Le Canada n’a pas adopté de stratégie en ce sens, et cela se voit. Bien que des collèges et universités aient leur propre programme d’études à l’étranger, leurs efforts n’ont pas amélioré le résultat d’ensemble du Canada. En outre, la plupart des étudiants canadiens qui poursuivent des études à l’étranger le font aux États-Unis, en Europe de l’Ouest et en Australie — et étudient dans leur langue maternelle. Nous ne les préparons pas suffisamment pour un monde multipolaire.
Le Canada devrait se fixer l’objectif d’augmenter de 11 à 25 % sur 10 ans le taux d’étudiants canadiens qui participent à des programmes à l’étranger.

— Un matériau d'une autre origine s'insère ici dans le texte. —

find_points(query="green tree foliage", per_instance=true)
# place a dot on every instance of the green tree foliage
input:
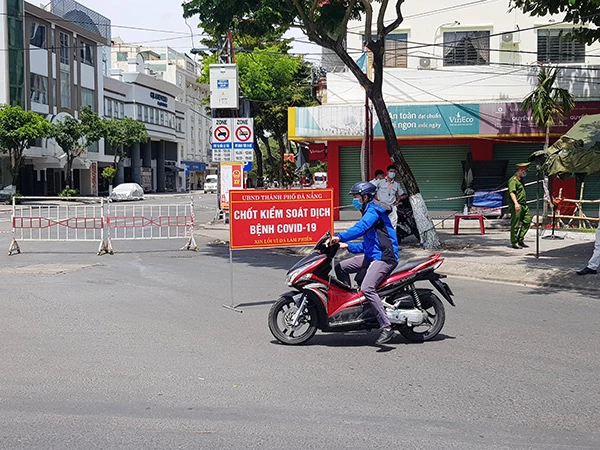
(578, 12)
(325, 22)
(18, 129)
(548, 104)
(74, 136)
(123, 133)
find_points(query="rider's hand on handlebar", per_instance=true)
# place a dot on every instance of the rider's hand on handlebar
(333, 240)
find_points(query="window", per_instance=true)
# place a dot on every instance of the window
(65, 89)
(64, 45)
(39, 89)
(395, 50)
(466, 48)
(38, 35)
(87, 97)
(86, 53)
(555, 47)
(108, 107)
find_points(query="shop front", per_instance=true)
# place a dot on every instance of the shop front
(435, 141)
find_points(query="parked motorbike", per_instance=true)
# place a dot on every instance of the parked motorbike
(320, 301)
(406, 225)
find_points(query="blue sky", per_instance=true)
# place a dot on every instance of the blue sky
(165, 20)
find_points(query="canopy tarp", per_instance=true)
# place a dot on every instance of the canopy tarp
(576, 152)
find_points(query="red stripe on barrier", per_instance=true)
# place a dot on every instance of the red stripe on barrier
(73, 223)
(122, 222)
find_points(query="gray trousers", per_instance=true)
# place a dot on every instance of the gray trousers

Que faire dans ce cas ? Premièrement, il faut que nous considérions l’éducation internationale comme un instrument pour parvenir aux objectifs nationaux, notamment une main-d’œuvre dynamique, une société ouverte et inclusive, et un pays ayant des liens et exerçant une influence à l’échelle mondiale. Les études et l’apprentissage à l’étranger sont bénéfiques autant pour nos étudiants que notre société.
Deuxièmement, nous devons nous fixer l’objectif d’augmenter de 11 à 25 % sur 10 ans le taux d’étudiants canadiens qui participent à des programmes à l’étranger. Pour susciter un tel changement, le Groupe d’étude propose une nouvelle initiative — Expérience internationale Canada — afin d’aider 15 000 étudiants postsecondaires canadiens par année à faire des études à l’étranger au cours des 5 prochaines années, ce nombre passant à 30 000 par année en 10 ans.
Il est également crucial de motiver les étudiants à étudier et à travailler dans les pays émergents en offrant une formation culturelle et linguistique. En moins d’une décennie, la moitié des participants à Expérience internationale Canada devraient pouvoir se rendre dans un pays émergent.
Nous devrions aussi fournir un appui ciblé aux étudiants qui éprouvent des difficultés à participer aux programmes d’études et d’apprentissage à l’étranger — y compris les étudiants de familles moins nanties, ceux qui sont les premiers de leur famille à s’inscrire à des programmes d’études postsecondaires, et les étudiants autochtones —, afin que tous les jeunes Canadiens aient accès aux avantages de l’éducation internationale.
Finalement, pour parvenir à ces objectifs, le Groupe d’étude propose un partenariat pancanadien. Les gouvernements provinciaux et fédéral, les administrateurs d’universités et de collèges, les professeurs, les étudiants ainsi que le secteur privé ont tous un rôle à jouer. Toutefois, la direction d’Ottawa en tant que coordonnateur, catalyseur et investisseur principal est indispensable.
Dans ce monde qui devient de plus en plus complexe et compétitif, il est maintenant temps d’investir dans les jeunes Canadiens. Leur avenir et celui du Canada en dépendent.